В другом Алькасаре живет королева, которой не дозволено видеть своего короля. Она удостоила меня аудиенции и показалась мне улыбчивой, юной и обаятельной — насколько это позволяет ее раса. Браслеты из металла и слоновой кости, а также ожерелья из чьих-то зубов скрашивали ее наготу. Она оглядела меня, обнюхала, потрогала и завершила знакомство тем, что предложила мне себя в присутствии всех своих камеристок. Мой сан (my cloth) и мои убеждения побудили меня отклонить эту честь, которая обычно оказывается жрецам и охотникам за рабами, как правило мусульманами, чьи караваны заходят в королевство. Она два или три раза уколола меня золотой иглой. Подобные уколы служат знаком королевского расположения, и немало Иеху всаживают в себя иглы, дабы похвастать вниманием королевы. Украшения,

о          которых я упоминал, привезены из других мест, но Иеху считают их дарами природы, поскольку сами не могут сделать даже простейшей вещи. Для племени моя хижина была не более чем деревом, хотя многие видели, как я ее строил, и сами мне в том помогали. Кроме всего прочего, у меня имелись часы, пробковый шлем, компас и Библия. Иеху осматривали их, взвешивали на руке и спрашивали, где я их взял. Они обычно брали мой тесак за острый край: наверное, видели это оружие иначе. Не знаю, чем мог им представиться, скажем, стул. Дом с несколькими комнатами, наверное, казался им лабиринтом, но вряд ли они бы в нем заблудились, как кошка, которая никогда не заблудится в доме, хотя и не может представить его себе целиком. Всех поражала моя борода, которая в ту пору была рыжей; они подолгу ее ласково гладили.

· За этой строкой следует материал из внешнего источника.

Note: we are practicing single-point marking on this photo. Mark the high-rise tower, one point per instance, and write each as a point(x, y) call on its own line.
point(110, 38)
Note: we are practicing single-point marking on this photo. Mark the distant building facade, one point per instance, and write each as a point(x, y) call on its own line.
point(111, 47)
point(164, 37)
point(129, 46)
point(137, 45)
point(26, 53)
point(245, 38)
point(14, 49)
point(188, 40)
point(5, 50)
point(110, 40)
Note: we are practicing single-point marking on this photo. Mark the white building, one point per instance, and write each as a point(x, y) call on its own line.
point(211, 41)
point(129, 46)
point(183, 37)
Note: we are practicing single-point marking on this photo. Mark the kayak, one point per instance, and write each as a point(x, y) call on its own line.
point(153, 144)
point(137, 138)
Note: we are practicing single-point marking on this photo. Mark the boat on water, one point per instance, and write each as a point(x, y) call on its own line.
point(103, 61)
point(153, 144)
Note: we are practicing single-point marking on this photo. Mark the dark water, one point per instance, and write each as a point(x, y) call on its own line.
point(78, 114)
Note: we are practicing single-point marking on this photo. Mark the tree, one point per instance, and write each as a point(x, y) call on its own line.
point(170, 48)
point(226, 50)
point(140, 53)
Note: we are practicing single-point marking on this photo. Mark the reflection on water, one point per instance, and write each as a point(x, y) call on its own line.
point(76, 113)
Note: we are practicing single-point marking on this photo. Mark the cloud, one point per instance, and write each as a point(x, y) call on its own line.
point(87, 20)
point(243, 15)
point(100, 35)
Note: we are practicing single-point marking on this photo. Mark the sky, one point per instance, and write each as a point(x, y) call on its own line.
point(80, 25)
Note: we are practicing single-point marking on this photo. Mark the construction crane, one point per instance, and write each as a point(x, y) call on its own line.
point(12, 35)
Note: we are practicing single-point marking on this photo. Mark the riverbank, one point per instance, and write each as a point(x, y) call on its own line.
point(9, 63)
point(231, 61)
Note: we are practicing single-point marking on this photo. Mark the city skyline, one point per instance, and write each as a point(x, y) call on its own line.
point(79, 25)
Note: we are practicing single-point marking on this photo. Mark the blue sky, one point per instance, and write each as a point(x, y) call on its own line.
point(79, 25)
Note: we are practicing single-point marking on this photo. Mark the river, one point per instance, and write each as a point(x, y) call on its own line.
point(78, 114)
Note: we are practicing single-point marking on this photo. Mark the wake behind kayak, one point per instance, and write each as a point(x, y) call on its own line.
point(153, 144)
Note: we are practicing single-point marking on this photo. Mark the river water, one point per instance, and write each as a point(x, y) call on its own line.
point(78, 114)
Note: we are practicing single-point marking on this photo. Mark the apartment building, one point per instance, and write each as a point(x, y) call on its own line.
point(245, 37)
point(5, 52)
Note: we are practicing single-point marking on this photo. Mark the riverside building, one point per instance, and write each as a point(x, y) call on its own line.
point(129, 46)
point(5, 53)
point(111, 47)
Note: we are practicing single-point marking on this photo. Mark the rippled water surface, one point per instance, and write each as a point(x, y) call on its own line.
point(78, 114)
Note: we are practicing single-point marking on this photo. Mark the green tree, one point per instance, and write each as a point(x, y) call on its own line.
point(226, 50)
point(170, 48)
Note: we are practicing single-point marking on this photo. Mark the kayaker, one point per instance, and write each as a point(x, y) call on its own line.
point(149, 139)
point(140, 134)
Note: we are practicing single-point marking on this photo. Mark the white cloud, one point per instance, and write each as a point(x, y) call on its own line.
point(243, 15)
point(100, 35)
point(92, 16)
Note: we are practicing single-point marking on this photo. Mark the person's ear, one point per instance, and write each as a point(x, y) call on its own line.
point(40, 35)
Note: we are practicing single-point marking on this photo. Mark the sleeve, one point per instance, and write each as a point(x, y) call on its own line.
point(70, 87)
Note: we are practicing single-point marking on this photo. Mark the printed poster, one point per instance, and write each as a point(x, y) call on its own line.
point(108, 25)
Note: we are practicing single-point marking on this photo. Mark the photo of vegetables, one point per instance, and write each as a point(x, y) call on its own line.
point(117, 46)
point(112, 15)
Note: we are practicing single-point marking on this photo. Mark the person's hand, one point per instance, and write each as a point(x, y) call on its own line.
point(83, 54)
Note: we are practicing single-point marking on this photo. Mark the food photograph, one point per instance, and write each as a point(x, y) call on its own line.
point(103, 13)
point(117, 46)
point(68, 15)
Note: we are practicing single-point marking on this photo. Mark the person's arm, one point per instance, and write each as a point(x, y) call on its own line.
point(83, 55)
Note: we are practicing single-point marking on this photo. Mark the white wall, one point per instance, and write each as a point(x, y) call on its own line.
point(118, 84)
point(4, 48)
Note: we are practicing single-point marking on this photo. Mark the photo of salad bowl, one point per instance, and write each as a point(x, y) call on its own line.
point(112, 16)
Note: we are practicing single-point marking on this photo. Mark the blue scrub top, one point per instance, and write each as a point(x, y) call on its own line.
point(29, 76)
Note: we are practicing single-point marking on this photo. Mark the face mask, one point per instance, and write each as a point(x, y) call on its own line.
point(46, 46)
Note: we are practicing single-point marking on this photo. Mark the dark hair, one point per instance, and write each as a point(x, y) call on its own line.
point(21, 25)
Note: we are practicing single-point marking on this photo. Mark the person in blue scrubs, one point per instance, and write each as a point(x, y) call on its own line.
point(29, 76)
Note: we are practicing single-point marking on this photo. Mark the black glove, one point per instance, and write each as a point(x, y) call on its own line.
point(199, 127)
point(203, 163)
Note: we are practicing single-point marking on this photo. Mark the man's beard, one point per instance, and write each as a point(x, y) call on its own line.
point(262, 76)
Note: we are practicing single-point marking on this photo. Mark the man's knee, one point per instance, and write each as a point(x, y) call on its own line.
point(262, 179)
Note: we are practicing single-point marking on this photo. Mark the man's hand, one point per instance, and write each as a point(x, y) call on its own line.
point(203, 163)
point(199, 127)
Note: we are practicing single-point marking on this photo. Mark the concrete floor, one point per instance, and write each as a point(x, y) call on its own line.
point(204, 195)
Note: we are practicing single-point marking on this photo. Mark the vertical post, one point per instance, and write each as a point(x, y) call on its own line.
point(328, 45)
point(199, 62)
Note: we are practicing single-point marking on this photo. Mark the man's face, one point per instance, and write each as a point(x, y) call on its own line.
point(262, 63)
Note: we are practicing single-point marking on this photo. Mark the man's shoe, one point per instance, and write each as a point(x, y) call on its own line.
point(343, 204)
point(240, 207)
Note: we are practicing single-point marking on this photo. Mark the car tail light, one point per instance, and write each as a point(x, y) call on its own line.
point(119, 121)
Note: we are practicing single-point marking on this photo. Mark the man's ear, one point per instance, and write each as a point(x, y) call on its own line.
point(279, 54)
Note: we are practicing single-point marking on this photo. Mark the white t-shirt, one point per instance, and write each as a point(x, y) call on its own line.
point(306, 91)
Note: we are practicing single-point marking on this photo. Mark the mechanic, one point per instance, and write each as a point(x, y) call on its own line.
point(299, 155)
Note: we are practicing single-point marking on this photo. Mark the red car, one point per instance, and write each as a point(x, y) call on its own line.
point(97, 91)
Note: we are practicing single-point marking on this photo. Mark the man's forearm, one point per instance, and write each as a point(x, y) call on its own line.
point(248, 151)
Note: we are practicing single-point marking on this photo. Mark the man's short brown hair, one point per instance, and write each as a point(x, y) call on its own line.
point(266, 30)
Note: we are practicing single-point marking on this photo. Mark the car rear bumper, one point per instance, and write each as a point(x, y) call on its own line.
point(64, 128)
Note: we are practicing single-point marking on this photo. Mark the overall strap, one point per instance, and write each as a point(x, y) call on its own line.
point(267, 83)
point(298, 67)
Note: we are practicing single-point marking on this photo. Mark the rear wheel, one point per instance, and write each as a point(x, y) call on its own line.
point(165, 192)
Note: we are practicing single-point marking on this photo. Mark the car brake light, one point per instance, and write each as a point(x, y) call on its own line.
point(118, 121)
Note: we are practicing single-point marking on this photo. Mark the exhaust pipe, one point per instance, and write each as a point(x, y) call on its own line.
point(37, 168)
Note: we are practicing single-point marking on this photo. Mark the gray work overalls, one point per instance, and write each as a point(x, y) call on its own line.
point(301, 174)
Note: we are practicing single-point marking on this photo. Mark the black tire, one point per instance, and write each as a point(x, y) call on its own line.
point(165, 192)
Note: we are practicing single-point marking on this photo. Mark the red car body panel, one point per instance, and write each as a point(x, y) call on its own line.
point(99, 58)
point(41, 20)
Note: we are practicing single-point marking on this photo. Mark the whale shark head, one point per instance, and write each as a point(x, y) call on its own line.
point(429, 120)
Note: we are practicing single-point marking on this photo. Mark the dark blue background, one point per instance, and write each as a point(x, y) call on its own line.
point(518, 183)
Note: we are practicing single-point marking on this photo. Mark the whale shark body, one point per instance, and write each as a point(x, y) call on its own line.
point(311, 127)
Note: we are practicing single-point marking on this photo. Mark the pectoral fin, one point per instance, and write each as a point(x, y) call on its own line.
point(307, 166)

Иеху не знают страданий и радостей, но получают удовольствие от тухлого сырого мяса и дурно пахнущих предметов. Отсутствие воображения побуждает их быть жестокими.

Я говорил о короле и королеве, теперь перейду к жрецам. Я писал, что их четверо. Это число — наивысшее в арифметике племени. Все считают на пальцах: один, два, три, четыре, много. Бесконечность начинается с большого пальца. Точно так же, я слышал, ведется счет в племенах, бесчинствующих неподалеку от Буэнос-Айреса. Несмотря на то, что «четыре» — последняя цифра в их обиходе, арабы, торгующие с ними, их не обсчитывают, ибо при торговле товар делится на части из одного, двух, трех или четырех предметов, которыми стороны и обмениваются. Все это происходит очень долго, но зато исключает ошибку или обман.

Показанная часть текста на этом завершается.